Re: [eigen] Indexes: why signed instead of unsigned?

[ Thread Index | Date Index | More lists.tuxfamily.org/eigen Archives ]


On 5/17/10, leon zadorin <leonleon77@xxxxxxxxx> wrote:
> On 5/17/10, Benoit Jacob <jacob.benoit.1@xxxxxxxxx> wrote:
>> 2010/5/16 leon zadorin <leonleon77@xxxxxxxxx>:
> [...]
>>> but also for the purposes of speed
>>> such as better utilization of CPU cache-lines (esp. for the
>>> frequently-used portions of the code).
> [...]
>>> sizeof(uint_fast32_t) is still 4 (i.e. != sizeof(uint_fast64_t))
>>>
>>> thereby implying to me that if I am running a 64 bit platform and I
>>> *don't* need > 4billion(s) elements in my matricies et al, then using
>>> (u)int_fast32_t may be faster/more-efficient (as per vendors
>>> evaluation of 'fast') than the implied 64-bit variant...
>>
>> On x86-64, 64bit integers are really just as fast as 32bit integers.

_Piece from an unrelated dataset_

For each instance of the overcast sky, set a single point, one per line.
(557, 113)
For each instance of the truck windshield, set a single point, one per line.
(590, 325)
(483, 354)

I
>> tried benchmarking that to be sure, see attached file a.cpp. Results:
>>
>> ##### 10:33:12 ~/cuisine$ g++ -O2 a.cpp -o a -I ../eigen-clone/ -lrt
>> && ./a 2>/dev/null
>> op: add
>>   index type of size: 4
>>     time: 0.431198
>>   index type of size: 8
>>     time: 0.430843
> [...]
>
> Well ok, but what was the a.cpp testing and making sure of?
>
> From this excerpt:
>
> [...]
>   index_type j = 1234, k = 5678;
>   for(index_type i = 0; i < 500000000; ++i)
>   {
>     j += i;
>     j = op::run(j, i);
>     ++k;
>     k = op::run(j, k);
>   }
> [...]
>
> we can make 2 observations at least:
>
> 1) the CPU-cache utilization is not being tested at all -- i.e. there
> are only a very very few variables (thusly memory locations) involved
> (about 2 or 3 ?) ... so the speed test is mostly to do with register
> rinsing/trashing. However when it comes to accessing more variables
> (in combination with other data occupying the cache) then the price of
> more blowouts of cache-lines may become more noticeable (albeit
> cacheline size is not 1 byte, still the point stands).
>
> 2) Not so important, but worth mentioning I guess: compile-time
> loop-length and constant-folding may impact on the compiler's final
> code w.r.t. how much of the 32 vs 64 bit code is actually rolled into
> constants... and how much of the loop is partially unrolled based on
> which compilation options may be used by a given project etc...
>
> Having said this -- I'm sorry for not re-testing your code as much as
> I'd like (no time you see -- it's very late-night/early-morning and my
> head is not working :-), but a somewhat ugly and an extremely-rushed
> hack indicates slightly different results (esp for multiplication):
>
> template<typename op> void bench_op_and_type()
> {
>   typedef typename op::index_type index_type;
>   std::cout << "  index type of size: " << sizeof(index_type) << std::endl;
>   index_type j = printf(""), k = printf("") - 2;
>   int64_t const limit(3000000000 + printf(""));
>   ::timespec start;
>   ::clock_gettime(CLOCK_PROF, &start);

minor clarification: CLOCK_PROF (but was also tried with equivalent of
realtime with the same observations) is due to FreeBSD (7.2) not
supporting your timer's clock mode (in BenchTimer) for
clock_gettime... in so far is I could spend time finding out...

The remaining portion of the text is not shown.